Selon le baromètre du harcèlement de rue 2022, les verbalisations ont plus que doublé entre 2020 et 2021. Même si le nombre de signalements progresse, l’outrage en l’absence de témoin ou d’enregistrements audio/vidéo reste cependant difficile à prouver.
Le baromètre révèle aussi que les transports en commun sont des lieux propices aux violences sexistes. Les forces de l’ordre renforcent donc leurs effectifs aux heures de pointe et dans les zones ciblées à risque. Elles collaborent avec les opérateurs de transports (patrouilles en civil près des gares, exploitation de vidéoprotections, recoupement d’informations, etc.)
Un autre problème concerne l’accueil des victimes lorsqu’elles portent plainte. « Comment étiez-vous habillée au moment des faits ? », voilà le genre de réflexions encore trop souvent entendues. Pour une meilleure prise en compte des signalements, les personnels chargés de la sécurité (agents de sûreté RATP et SNCF, policiers, brigade de la plateforme « arretonslesviolences ») reçoivent une formation spécifique au harcèlement de rue.

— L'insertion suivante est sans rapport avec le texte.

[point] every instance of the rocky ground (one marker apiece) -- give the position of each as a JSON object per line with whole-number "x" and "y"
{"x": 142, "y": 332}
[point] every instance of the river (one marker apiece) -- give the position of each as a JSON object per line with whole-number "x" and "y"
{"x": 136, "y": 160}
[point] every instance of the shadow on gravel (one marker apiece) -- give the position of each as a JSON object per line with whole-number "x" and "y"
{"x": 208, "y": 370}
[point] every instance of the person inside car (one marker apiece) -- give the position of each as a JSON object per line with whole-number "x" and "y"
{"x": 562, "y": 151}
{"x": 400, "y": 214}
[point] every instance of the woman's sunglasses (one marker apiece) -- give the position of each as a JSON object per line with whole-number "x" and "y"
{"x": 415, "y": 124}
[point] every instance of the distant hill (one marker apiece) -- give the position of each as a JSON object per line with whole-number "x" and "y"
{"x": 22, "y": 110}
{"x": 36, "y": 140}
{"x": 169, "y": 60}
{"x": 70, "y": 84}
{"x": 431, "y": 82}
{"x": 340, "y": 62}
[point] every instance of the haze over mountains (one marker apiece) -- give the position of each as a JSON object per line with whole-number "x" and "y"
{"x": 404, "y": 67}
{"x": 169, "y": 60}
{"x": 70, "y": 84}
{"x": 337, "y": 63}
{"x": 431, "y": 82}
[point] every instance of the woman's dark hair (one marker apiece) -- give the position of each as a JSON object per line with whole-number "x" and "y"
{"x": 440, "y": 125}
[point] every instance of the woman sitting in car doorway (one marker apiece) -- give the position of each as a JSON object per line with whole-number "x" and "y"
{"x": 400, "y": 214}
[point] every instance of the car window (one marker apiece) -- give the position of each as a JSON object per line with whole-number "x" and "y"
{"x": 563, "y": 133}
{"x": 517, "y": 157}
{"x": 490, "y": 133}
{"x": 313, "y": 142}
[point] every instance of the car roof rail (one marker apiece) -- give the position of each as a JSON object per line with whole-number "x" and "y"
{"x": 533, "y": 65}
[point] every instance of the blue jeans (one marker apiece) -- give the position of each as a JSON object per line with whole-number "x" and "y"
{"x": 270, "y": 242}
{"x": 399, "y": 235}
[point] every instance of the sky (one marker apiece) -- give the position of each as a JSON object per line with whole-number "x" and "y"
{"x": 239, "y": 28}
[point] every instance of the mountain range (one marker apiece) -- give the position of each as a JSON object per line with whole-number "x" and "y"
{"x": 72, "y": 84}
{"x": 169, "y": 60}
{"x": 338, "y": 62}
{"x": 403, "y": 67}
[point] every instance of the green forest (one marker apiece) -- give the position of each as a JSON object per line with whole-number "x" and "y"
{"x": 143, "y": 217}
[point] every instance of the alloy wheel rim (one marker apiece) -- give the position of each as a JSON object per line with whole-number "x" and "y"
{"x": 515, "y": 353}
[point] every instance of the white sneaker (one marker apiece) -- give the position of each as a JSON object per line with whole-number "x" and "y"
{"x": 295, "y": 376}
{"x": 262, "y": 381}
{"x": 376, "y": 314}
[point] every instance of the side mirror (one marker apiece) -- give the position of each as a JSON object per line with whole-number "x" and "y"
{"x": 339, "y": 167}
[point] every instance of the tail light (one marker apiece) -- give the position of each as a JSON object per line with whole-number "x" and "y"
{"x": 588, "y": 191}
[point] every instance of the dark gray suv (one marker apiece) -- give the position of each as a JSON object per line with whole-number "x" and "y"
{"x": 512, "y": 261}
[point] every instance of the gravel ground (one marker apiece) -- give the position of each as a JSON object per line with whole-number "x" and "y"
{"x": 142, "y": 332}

Éduquer nos jeunes, les adultes de demain, est aussi une priorité. Les enseignants aidés des forces de l’ordre sensibilisent les collégiens et les lycéens, durant les cours d’éducation sexuelle, aux phénomènes sexistes. Ils leur apprennent à distinguer consentement et harcèlement, à réagir suivant qu’ils sont témoins ou victimes. L’association Stop harcèlement de rue veut aller plus loin : elle préconise de généraliser la culture de l’égalité filles-garçons dans tous les enseignements allant de la maternelle aux universités.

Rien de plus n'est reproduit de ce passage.